Hummingbird faces buyout, Aim delisting amid financial constraints
Aim-listed Hummingbird Resources and African investment company CIG’s wholly-owned subsidiary Nioko Resources Company have announced a proposed debt restructuring, a partial debt-to-equity conversion and a possible offer.
This comes as Hummingbird reports continued challenges around operational performance at the Yanfolila gold mine, in Mali; and equipment availability, working capital constraints and further delays in the ramp-up of operations at the Kouroussa gold mine, in Guinea.
The company says these have placed significant strain on Hummingbird's balance sheet and ability to meet near-term debt repayment obligations.
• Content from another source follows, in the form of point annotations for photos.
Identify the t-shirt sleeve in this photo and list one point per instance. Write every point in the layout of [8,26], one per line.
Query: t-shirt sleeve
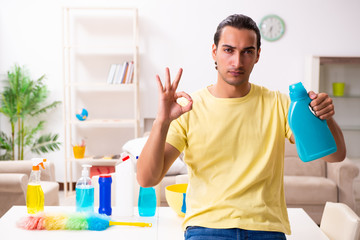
[177,134]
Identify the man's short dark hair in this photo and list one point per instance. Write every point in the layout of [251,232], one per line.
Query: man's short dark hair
[238,21]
This includes the requirement to defer $30-million in repayments to Coris Bank due on October 31.
To address the company's immediate obligations, Hummingbird says its shareholder CIG is providing the outstanding $10-million loan. Following the latest advance, the company now has about $30-million of unsecured debt owing to CIG.
As of the end of the third quarter in 2022, net bank debt stood at about $135-million with Coris Bank – including about $90-million that is secured against the company's assets.
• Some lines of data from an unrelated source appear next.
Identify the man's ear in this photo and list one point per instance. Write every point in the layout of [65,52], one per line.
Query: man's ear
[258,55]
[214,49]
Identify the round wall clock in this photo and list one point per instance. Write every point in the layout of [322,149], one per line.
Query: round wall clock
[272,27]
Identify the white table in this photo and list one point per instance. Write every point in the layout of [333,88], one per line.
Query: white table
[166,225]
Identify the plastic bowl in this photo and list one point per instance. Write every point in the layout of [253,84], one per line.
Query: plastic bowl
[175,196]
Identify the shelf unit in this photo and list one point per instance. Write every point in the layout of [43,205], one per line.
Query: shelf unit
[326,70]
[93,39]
Alongside this advance, CIG has proposed, and Hummingbird’s board has agreed in principle, to a debt-to-equity conversion by CIG, whereby the principal amount outstanding under the New CIG loan would be converted into shares at a conversion price of 2.68p increasing its voting rights to about 71.8%.
Meanwhile, Geoff Eyre has been appointed interim CEO of Hummingbird, at the request of Nioko and with the agreement of the Hummingbird board to drive a transformation plan focused on improving operational performance.
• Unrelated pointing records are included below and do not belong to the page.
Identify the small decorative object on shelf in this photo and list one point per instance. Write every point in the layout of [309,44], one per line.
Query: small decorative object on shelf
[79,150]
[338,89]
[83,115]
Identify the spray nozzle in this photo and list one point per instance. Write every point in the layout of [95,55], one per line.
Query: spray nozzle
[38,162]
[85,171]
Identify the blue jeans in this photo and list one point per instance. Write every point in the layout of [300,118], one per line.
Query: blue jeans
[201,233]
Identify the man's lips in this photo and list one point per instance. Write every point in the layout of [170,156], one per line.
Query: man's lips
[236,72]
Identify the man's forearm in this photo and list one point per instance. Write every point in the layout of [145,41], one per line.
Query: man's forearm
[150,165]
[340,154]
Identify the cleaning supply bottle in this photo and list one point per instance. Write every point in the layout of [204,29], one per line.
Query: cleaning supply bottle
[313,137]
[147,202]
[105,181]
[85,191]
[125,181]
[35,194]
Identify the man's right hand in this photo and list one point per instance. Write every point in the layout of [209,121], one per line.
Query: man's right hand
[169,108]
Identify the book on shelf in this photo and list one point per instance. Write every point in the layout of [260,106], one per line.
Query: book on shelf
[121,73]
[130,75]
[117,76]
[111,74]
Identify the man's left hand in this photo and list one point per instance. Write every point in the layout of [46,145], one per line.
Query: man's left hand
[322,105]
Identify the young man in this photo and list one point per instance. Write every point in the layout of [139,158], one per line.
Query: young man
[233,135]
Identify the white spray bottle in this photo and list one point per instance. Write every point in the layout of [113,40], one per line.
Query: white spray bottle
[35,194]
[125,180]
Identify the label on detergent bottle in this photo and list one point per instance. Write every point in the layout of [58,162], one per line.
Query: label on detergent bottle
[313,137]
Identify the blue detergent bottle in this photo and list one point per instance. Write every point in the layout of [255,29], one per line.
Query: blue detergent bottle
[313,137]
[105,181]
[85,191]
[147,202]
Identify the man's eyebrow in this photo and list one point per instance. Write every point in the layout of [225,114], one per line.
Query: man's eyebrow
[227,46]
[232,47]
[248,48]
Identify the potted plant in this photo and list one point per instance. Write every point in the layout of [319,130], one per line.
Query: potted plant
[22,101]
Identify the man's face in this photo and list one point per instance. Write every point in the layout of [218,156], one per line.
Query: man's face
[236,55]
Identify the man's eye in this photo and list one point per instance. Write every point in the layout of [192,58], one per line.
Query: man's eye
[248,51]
CIG and Nioko have informed Hummingbird that, following completion of the proposed debt-to-equity conversion, they will seek to procure the cancellation of the admission to trading of the company’s ordinary shares on Aim.
Nioko has also said it is prepared to consider announcing a firm intention to make an offer for the entire issued and to be issued share capital of the company that it does not then hold.
The pre-conditions for the making of the offer are the completion of Nioko’s due diligence to its satisfaction, the entry into the subscription agreement for the debt-to-equity conversion, and Hummingbird posting the circular and convening the requisite general meeting for the Rule 9 Waiver.
Nioko has confirmed that the proposed price for the offer, if made, would be 2.68p a share, which is the same price as the proposed debt-to-equity conversion.